Ce citoyen qui dit éprouver un grand chagrin en voyant son quartier se dégrader d’année en année, se dit outré de constater la passivité des policiers, notamment ceux de la 4e sûreté urbaine qui, manifestement, ne semblent afficher aucune volonté à inquiéter les courtiers et leurs clients pour les contraindre à évacuer définitivement les lieux. «Figurez-vous, dit-il, que le long de la rue Abou Darham, le code de la route est piétiné au point où les automobilistes désirant vendre leur véhicule, ou en acquérir un, stationnent le plus souvent en 2e, voire en 3e position, sans que les policiers n’interviennent pour les verbaliser».
Et si ce tronçon routier est depuis des années «privatisé» par les courtiers, la rue Maupas est quant à elle, sous l’emprise des tenants d’une autre forme de commerce, à savoir celui des fruits et légumes, au point d’être appelée par les Oranais rue de la Bastille bis, en référence à cette rue qui abrite, signale-t-on le plus ancien marché à ciel ouvert de la ville.
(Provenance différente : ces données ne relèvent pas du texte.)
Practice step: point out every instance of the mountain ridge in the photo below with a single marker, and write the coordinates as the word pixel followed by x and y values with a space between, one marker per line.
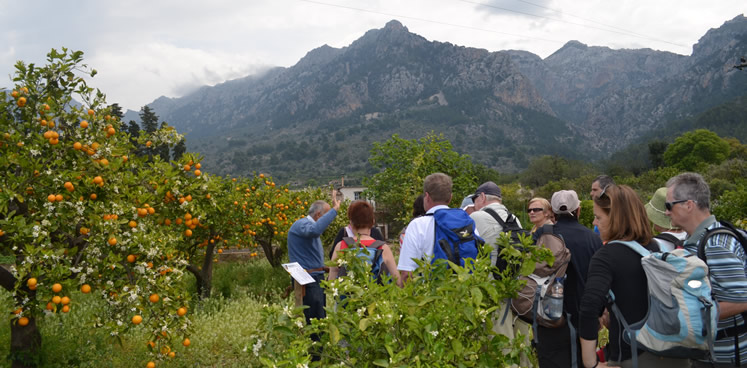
pixel 502 107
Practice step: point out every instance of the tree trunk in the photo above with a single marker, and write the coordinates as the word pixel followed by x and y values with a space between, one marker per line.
pixel 25 344
pixel 207 272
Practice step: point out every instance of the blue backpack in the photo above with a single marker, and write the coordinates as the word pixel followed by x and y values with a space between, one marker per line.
pixel 682 315
pixel 371 254
pixel 455 238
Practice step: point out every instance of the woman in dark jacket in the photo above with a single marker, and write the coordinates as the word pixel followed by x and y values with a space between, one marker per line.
pixel 620 215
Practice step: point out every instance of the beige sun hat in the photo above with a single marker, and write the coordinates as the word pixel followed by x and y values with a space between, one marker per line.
pixel 656 209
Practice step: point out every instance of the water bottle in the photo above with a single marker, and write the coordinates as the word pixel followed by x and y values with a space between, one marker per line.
pixel 554 300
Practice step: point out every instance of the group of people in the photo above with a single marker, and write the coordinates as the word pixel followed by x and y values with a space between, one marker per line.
pixel 680 211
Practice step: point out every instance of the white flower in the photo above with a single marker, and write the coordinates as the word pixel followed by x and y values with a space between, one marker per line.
pixel 256 347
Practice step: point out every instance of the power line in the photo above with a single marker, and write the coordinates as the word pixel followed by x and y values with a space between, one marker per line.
pixel 433 21
pixel 622 31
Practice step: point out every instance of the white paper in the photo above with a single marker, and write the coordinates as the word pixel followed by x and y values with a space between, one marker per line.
pixel 298 273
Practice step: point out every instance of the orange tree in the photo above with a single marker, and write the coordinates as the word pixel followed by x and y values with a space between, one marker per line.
pixel 78 210
pixel 265 213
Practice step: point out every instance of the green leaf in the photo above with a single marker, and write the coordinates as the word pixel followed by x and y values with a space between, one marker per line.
pixel 381 363
pixel 334 334
pixel 363 324
pixel 527 267
pixel 477 295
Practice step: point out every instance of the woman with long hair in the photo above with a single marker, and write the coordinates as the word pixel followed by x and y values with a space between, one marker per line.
pixel 361 216
pixel 540 213
pixel 620 216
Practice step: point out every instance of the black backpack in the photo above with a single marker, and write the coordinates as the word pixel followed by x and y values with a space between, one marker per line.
pixel 511 226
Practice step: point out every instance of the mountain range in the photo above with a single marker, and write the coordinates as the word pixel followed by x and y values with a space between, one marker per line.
pixel 317 119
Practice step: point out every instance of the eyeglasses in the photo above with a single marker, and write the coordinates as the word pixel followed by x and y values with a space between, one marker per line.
pixel 670 205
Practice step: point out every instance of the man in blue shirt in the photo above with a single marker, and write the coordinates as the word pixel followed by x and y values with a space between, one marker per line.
pixel 688 205
pixel 305 247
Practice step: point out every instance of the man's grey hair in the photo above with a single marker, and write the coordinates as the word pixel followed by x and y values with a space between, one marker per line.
pixel 691 186
pixel 604 181
pixel 316 207
pixel 491 198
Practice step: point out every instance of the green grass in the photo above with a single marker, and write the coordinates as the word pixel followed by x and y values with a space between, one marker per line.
pixel 224 327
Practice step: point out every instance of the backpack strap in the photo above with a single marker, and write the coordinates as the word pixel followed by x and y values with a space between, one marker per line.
pixel 634 246
pixel 349 241
pixel 670 238
pixel 727 229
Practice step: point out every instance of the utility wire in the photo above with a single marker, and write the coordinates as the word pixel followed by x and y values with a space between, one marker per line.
pixel 433 21
pixel 622 31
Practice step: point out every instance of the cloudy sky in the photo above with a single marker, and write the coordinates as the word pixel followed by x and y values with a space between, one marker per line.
pixel 146 49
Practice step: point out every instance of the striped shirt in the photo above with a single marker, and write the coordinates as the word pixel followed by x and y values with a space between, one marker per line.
pixel 727 269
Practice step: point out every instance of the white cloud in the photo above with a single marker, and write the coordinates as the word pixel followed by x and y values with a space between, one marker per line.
pixel 145 49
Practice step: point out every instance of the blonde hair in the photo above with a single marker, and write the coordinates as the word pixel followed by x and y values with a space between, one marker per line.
pixel 546 209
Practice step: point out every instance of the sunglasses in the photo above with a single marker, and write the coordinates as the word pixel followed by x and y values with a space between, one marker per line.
pixel 670 205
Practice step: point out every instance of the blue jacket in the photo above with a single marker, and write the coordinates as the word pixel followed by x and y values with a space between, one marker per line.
pixel 304 244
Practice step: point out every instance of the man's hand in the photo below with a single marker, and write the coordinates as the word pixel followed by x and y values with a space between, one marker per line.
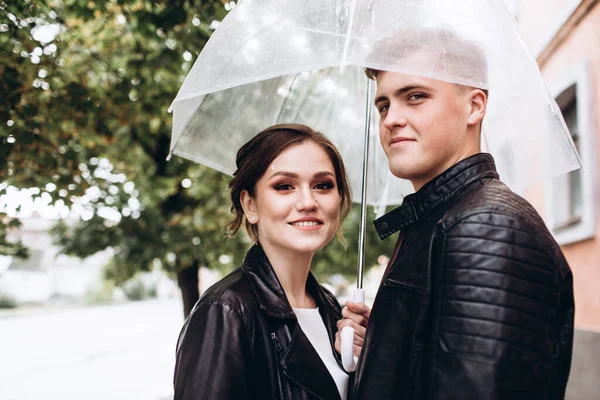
pixel 356 315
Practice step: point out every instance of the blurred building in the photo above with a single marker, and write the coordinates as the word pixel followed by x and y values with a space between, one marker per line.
pixel 47 275
pixel 564 36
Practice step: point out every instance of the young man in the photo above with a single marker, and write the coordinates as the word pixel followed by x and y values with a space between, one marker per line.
pixel 477 299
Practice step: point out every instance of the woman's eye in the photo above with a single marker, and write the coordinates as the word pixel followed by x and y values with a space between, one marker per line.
pixel 324 185
pixel 284 186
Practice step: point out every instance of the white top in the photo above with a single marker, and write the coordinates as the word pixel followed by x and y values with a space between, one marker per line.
pixel 313 327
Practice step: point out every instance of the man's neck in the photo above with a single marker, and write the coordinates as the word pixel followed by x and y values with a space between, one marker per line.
pixel 418 183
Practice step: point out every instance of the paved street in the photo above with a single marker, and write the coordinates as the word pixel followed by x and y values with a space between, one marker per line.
pixel 111 352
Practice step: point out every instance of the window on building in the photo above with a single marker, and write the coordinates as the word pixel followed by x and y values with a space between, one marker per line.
pixel 568 188
pixel 570 205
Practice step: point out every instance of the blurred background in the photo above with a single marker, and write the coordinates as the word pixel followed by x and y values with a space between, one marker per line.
pixel 105 246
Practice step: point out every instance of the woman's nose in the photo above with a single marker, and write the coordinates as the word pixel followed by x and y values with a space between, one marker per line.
pixel 306 201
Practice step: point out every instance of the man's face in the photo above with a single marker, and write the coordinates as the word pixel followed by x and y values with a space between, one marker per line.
pixel 424 125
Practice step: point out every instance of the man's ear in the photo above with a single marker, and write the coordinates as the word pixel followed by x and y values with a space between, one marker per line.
pixel 478 106
pixel 249 207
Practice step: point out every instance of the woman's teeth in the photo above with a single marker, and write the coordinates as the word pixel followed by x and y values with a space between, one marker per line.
pixel 306 223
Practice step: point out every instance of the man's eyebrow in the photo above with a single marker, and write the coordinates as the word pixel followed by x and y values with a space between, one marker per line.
pixel 401 91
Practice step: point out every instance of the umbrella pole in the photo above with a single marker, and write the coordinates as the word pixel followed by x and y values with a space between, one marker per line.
pixel 349 361
pixel 363 203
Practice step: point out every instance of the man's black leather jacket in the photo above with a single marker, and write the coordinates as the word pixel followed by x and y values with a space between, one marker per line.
pixel 478 301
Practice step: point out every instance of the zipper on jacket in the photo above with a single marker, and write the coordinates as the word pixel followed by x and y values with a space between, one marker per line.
pixel 395 283
pixel 278 358
pixel 413 370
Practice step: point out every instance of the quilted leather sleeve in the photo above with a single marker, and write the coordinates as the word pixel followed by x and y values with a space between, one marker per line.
pixel 212 354
pixel 496 295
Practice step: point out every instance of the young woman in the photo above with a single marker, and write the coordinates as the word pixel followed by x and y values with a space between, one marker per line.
pixel 267 330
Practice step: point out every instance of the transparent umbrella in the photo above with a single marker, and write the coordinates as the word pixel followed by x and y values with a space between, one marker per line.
pixel 278 61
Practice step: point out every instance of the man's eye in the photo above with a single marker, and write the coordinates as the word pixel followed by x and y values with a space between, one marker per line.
pixel 384 108
pixel 416 96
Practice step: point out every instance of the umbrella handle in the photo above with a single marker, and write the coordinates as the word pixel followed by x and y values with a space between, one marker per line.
pixel 349 360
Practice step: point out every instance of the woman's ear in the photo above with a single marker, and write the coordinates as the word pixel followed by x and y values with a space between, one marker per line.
pixel 249 206
pixel 478 106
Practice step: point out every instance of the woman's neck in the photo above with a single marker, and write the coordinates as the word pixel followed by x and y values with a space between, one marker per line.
pixel 292 268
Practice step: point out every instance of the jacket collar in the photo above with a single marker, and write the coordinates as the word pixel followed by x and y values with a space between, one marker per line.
pixel 436 192
pixel 268 289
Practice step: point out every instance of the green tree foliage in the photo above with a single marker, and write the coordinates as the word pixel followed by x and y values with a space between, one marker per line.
pixel 84 92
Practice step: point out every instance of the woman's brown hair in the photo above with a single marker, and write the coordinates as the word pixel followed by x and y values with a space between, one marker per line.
pixel 256 155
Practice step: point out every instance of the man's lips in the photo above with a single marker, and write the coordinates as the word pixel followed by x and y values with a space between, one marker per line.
pixel 399 140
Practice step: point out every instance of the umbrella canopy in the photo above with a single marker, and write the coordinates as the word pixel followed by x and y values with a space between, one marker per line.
pixel 277 61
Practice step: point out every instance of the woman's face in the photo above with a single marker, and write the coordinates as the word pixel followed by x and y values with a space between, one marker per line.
pixel 296 203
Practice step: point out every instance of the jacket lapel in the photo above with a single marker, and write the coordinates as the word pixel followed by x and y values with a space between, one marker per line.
pixel 303 365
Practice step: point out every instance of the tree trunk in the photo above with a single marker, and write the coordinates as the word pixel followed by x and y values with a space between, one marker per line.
pixel 187 279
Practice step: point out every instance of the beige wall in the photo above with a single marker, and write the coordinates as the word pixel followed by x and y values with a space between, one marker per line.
pixel 582 44
pixel 539 19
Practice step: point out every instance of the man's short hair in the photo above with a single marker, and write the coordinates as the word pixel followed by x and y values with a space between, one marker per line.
pixel 446 55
Un autre riverain qui a assisté à la régression progressive de son quartier d’enfance, va plus loin en déclarant: «Ce marché de la honte n’aurait jamais pu voir le jour, si les policiers de la 4e sûreté urbaine avaient fait preuve de fermeté dès que les premiers étals de fortune avaient été installés».
Et notre interlocuteur de revenir au problème du marché de voitures: «Jusqu’à quand allons-nous continuer à protéger les entrées de nos demeures à l’aide de pierres et d’autres objets hétéroclites, dont la seule présence donne une image détestable à notre quartier et à l’ensemble de la ville d’El Bahia ?
Notre interlocuteur se dit d’autre part préoccupé par les nombreuses agressions dont fait l’objet le tramway, plus précisément au niveau de son quartier. Il nous rapporte dans ce contexte une scène des plus insolites à laquelle il avait assisté jeudi dernier. «Avant-hier, poursuit-il, un automobiliste sûrement très renseigné sur l’impunité qui règne à El Makarri, a stationné son véhicule sur les traverses de ce moyen de transport, plus précisément à proximité de la banque CPA, aux environs de 14h, pendant plus de 15 minutes, sans qu’il ne soit nullement inquiété par les policiers. Pourtant, ce commissariat a été installé dans notre quartier pour justement mettre de l’ordre et éradiquer toutes formes d’incivisme», affirme-t-il avec une pointe de dépit et de colère.